From the show’s website: “Almost US $250 million was invested in this show. It took 5 years of planning and 2 years of rehearsal … More than 700 brilliant performers, musicians and acrobats from over 18 different countries were auditioned … The cast, production and technical teams comprise of over 25 different nationalities.”
Blah, blah, blah, all you really need to know is that this is a brilliant water show and you should really watch it if you get the chance.

The center pool serves as the main stage and looks deceptively small in person. It's actually 26 feet deep.
Directed by Cirque du Soleil’s star director Franco Dragone, The House of Dancing Water is performed twice nightly in Macau’s City of Dreams resort in a theater specially designed for the show by I.M. Pei’s sons.
I know, them’s some big names being tossed around.

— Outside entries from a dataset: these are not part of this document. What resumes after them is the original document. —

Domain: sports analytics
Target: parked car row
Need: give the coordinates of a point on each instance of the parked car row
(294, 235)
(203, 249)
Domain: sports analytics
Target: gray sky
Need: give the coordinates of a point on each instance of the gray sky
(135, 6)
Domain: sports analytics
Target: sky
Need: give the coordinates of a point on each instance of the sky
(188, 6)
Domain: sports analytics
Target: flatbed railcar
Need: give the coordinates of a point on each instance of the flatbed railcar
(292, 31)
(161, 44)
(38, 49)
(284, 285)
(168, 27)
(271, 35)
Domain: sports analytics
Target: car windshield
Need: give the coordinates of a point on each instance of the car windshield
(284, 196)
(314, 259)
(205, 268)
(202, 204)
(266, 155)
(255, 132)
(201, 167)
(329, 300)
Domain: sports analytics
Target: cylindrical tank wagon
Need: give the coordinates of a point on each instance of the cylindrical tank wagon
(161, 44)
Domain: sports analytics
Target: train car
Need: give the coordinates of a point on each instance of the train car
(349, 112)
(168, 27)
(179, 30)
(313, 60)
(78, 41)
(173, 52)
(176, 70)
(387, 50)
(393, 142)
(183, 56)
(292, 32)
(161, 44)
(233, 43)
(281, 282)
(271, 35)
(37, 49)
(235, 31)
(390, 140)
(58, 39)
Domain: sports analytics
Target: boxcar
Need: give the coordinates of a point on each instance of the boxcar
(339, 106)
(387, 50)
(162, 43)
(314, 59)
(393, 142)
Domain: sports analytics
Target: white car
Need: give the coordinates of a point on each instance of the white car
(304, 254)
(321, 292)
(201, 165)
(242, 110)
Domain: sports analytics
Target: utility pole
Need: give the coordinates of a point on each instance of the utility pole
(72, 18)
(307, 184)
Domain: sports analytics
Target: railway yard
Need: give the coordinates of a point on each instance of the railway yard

They hid a freakin' ship under there. An ENTIRE ship!
The show opens pretty spectacularly, with a full-size ship emerging out of the pool and acrobats climbing up the masts and diving off at varying heights in the first scene.
But the pool-stage doesn’t stay a pool the entire time. Being equipped with 258 automated fountains and eight elevators, the pool also converts into a solid stage regularly throughout the show.
And to be honest, that was the part that freaked me out the most. I’m a natural worrier, and all I could think when the acrobats were diving and doing stunts into the pool was that if there was just one platform malfunction, he or she would dive head first into solid death. Death!
… Life’s ultimate final stunt.
Anyways. Clearly, that didn’t happen because here I am gushing (pun!) about how great this water show is instead of staring blankly out the window as my boyfriend desperately looks up therapists in Manhattan.

A human chandelier
It was pretty incredible how the solid and liquid space was utilized throughout the show. When the stage was a pool, the acrobats were using swings to do dive stunts into it (I think they also do this in O?). When the stage was a solid platform, they brought out motorbikes (yes, motorbikes) and ramps and did a crazy motorbike stunt show.
The whole thing is just a near-overwhelming visual orgy of impressive acrobatics and stunts. The only critique I have — and this is stated widely throughout the reviews — is that the story element of the show is not very strong. Not a big deal to me, as most of my brainspace was occupied being simultaneously impressed and worried that someone was GOING TO DIE, but Boyfriend’s brother didn’t approve of the lame storytelling.
Regardless, I still thought the show was amazing. I haven’t seen many Cirque du Soleil shows so I can’t say whether or not Dragone uses a lot of similar elements in this one (I’ve read reviews that say he does). What I do know for sure is that, unlike Cirque du Soleil’s winter show Wintuk, The House of Dancing Water is a thoroughly enjoyable show.
Wintuk, on the other hand, really, really sucked.
I mean, it just su-u-u-ucked.
It sucked so hard, vacuums everywhere now have identity issues.
Ba-dum ching! … I’ll be here all night, folks.